Não pode deixar de vê-los logo, porque eram muito evidentes. Havia por toda parte do caminho sinais distintos da presença indubitável do visionário. Ele podia acreditar se fosse possível, mas só o faria no fim quando tivesse com os olhos em cima do homem que informaram descansava em baixo de um pé de mamona.
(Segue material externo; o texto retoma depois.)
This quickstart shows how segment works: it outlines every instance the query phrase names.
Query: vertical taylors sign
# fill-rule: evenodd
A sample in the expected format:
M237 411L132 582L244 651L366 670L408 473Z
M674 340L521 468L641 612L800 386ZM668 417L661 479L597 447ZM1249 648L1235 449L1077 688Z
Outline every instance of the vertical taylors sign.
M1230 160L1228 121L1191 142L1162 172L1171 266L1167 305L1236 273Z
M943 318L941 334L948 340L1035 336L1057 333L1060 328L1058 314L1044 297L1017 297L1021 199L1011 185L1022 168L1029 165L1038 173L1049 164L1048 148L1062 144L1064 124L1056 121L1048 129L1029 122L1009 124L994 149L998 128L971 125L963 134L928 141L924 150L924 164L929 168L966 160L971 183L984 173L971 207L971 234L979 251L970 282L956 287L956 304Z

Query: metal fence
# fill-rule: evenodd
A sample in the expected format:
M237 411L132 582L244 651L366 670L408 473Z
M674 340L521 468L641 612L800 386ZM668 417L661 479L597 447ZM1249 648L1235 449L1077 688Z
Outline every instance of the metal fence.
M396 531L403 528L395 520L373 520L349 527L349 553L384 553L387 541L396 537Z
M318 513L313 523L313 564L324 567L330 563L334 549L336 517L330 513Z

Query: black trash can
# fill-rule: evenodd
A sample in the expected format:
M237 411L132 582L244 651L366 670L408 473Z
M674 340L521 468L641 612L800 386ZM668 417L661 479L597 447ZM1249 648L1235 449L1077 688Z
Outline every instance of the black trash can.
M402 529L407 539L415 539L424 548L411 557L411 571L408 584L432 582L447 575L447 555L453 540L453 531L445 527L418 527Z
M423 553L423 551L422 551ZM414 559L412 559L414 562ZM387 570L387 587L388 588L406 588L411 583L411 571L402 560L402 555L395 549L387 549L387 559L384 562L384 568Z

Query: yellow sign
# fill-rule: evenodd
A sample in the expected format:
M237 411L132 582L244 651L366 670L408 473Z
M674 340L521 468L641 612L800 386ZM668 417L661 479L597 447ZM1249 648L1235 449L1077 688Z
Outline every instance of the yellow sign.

Seguiu mais, todos os sinais eram visíveis, mesmo a mula acharia o caminho. Um desfilar de gente que voltava de ter ido ao visionário. Tinham caminhado pela estrada, mas agora regressavam, traziam no semblante marcas de satisfeita bem aventurança, mas eram ainda sobretudo mendigos pedindo pelo caminho. Então as mãos do profeta não se esvaziaram para todos os miseráveis? Ele não chegava a compreender profundamente estas coisas, mas não podia deixar de crer que fosse possível quando chegasse o momento. O que viera buscar não era certo – palavras de fogo que ele diria com a sua boca. Uma anunciação. Se ele anunciasse o Grande Peixe viajando pelo espaço, o Major voltaria ao Cumbe e repetiria as suas palavras, então ele acreditaria e não haveria quem não pensasse que ele, que partira de madrugada voltava para casa porque tinham acabado as provisões que levava no alfanje. Não se iludisse, contasse no povoado os prodígios que vira ninguém duvidaria que fosse verdade, mas nunca que se decidiriam pensar nisto o quanto fosse necessário. Mais adiante vinha uma multidão de aleijados, tinham queimado as muletas na fogueira e caminhavam trôpegos como crianças que aprendem a andar. Apoiavam-se, contudo na sua vontade extrema de caminhar. Desses o Major teve piedade, agora que podiam andar e povoariam as estradas e encontrariam muitas pedras, não seriam poucos os que tropeçariam e cairiam impossibilitados de continuar seu caminho.  Viu também que vinha um homem que se vendera e muitos outros que se mercara seguindo o exemplo deste, mas este que se vendera e seus seguidores vinham perdoados e eram livres. Outro havia que negara o seu mestre, conhecera-o, comera com ele no mesmo prato, beijara-lhe a face e jurara sobre seu sangue, mas veio a madrugada e antes da aurora negara o mestre, o sangue do mestre, pouco lhe importava isto, era pescador, vendia peixe na porta do intendente. E este vinha igualmente perdoado. Os leprosos caminhavam limpos e as mulheres de amor fácil vinham reabilitadas e um morto que morrera vinha ressuscitado e um cego que nunca vira a luz colhia flores que largava pelo caminho. O Major tinha a atenção voltada para todos estes portentos, e concluía que encontraria o formoso pé de mamona no fim deles. No entanto, de súbito, parou antes de subir a ladeira, indagou de quem passava.
─ Para onde vou?
Era um epiléptico que parara de ter ataques porque o demônio que o possuía se fora.
─ Vai encontrar, mas voltará sem ouro nem prata, em tuas mãos somente joio e sargaços.
Cumprimentou-o e passou. Debaixo do umbuzeiro não prosseguiu mais. A mula empacada. Ele não seguia. Olhava pra frente, voltava-se atrás. Para que seguir? Já viemos até aqui. Eu volto se tu ficas minha mulinha. Prosseguir não prossigo. Não precisamos isto. Rastros atrás!
Quando o Major entrou no arruado do Cumbe tinha começado a hora do calor e ninguém se ocupou com isto porque era a hora da sesta e não havia nenhuma importância neste fato. Ele atravessou a rua, o vento levantava o pó ardente que cobria as casas, que cobria o mundo. Quando dobrou para trás da igreja viu Cordélia sentada no alpendre, bastidor ao colo, ela bordava. A mulher olhou-o, interrompeu o bordado de um pássaro para continuá-lo loguinho. Esperou que ele chegasse mais perto para vê-lo melhor dentro da nuvem de pó. Na frente da casa o Major desceu da mula, parou no umbral antes de constatar que Cordélia havia bordado inumeráveis pássaros livres que pousavam nos galhos das árvores próximas e no telhado da casa. Foi então que ele viu a sua cadeira vazia e caminhou para lá. Sentou-se e Cordélia voltou ao bastidor enquanto sob seus pés a terra começava a tremer.